O roteiro de "Transamérica" é, acima de tudo, leve. Sem enrolar muito e sabendo dosar na medida certa cada aspecto de sua trama, mostra sua peculiaridade ao tratar do assunto do transexualismo sem cair em estereótipos forçados e sem fazer de Bree uma caricatura escrachada do que os transexuais são, acertando ao tratar sua personagem com a maior sensibilidade que ela poderia ter, sem exagerar na masculinidade e dando um toque feminino eficaz que, por mais que saibamos que ali embaixo está Felicity Huffman, acreditamos que ali também está Bree, um personagem simples que, como qualquer outra pessoa, tem seus sonhos e anseios. O diretor e roteirista Duncan Tucker soube trabalhar sutilmente a parte do preconceito que a sociedade tem com aqueles cuja orientação sexual não é a, digamos, "normal". Claro que Tucker mostra momentos que Bree é criticada e sua auto-estima se desintegra, mas nada que caia naquele clichê do preconceito pesado que sabemos que a sociedade tem, o que não faz de "Transamérica" um filme superficial, justamente por conseguir ser eficaz na sua simplicidade.

Por mais que o desenrolar da trama não traga novidades, a forma como é conduzida ameninou os clichês nos quais o filme poderia ter caído e se prejudicado.
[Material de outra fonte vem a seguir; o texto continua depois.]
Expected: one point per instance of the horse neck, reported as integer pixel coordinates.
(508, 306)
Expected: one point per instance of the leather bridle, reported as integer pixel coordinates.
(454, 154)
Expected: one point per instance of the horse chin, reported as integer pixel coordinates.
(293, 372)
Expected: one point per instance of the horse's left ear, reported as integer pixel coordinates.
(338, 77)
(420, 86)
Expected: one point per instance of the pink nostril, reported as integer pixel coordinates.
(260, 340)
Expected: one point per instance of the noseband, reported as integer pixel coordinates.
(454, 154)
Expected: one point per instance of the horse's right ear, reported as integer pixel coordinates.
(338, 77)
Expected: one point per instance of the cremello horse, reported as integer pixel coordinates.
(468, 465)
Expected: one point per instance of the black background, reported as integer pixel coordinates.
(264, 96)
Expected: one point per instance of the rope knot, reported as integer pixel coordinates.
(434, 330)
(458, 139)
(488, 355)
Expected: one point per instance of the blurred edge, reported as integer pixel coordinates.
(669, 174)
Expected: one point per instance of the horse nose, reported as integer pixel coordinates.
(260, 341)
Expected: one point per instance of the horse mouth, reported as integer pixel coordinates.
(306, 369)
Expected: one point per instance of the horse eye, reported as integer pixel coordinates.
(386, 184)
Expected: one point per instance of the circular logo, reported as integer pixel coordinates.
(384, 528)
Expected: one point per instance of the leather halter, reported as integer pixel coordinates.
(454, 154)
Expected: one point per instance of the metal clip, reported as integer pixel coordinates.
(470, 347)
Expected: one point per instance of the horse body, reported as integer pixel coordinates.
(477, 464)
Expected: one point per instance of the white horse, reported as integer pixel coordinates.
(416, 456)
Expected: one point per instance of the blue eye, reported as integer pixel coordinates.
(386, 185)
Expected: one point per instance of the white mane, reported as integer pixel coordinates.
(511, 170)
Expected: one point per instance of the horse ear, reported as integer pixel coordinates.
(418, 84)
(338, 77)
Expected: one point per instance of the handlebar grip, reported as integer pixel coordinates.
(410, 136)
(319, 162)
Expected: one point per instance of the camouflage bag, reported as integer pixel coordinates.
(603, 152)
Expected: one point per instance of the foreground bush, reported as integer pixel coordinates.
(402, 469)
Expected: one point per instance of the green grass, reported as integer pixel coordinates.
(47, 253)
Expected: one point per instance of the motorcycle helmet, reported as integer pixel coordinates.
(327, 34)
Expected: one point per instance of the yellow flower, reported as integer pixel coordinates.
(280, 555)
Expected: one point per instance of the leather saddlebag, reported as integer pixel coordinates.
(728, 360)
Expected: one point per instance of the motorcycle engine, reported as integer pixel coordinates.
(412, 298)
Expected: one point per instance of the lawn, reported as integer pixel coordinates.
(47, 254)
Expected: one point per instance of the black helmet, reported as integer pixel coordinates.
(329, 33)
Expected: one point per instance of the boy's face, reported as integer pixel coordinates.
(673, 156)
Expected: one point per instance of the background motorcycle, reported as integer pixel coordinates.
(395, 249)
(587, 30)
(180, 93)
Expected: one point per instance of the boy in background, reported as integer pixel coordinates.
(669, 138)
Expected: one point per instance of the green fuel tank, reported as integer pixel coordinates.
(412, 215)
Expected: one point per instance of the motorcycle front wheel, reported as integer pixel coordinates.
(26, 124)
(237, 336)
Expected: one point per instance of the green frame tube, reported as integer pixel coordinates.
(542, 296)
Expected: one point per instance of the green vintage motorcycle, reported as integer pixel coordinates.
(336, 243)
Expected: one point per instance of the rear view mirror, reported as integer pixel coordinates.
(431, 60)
Desde o primeiro momento, ficamos esperando ansiosos pelo processo de conhecimento dos personagens e como estes vão reagir quando toda a verdade vier à tona. O interessante é que, quando esses momentos que já sabíamos que chegariam realmente chegam, mostra-se tão natural que, por mais mexicano que pareça, o roteiro não desagrada em nenhum momento. Os sentimentos dos personagens são trabalhados a partir de vários pressupostos que nós mesmos impomos, já que suas histórias começam já em um clímax e pouco se sabe sobre o passado de cada um e em momento algum o roteiro falha ao tentar aproximar o público do elenco, mesmo porque como um bom road movie, não tem como evitar uma identificação entre o espectador e os protagonistas. Do mesmo jeito foi interessante também a trilha road que foi usada na trama. Apenas querendo ilustrar a história como um todo, não se responsabiliza em marcar os momentos do roteiro e isso foi tratado com competência, coisa que muitos filmes por aí acabam deixando a desejar.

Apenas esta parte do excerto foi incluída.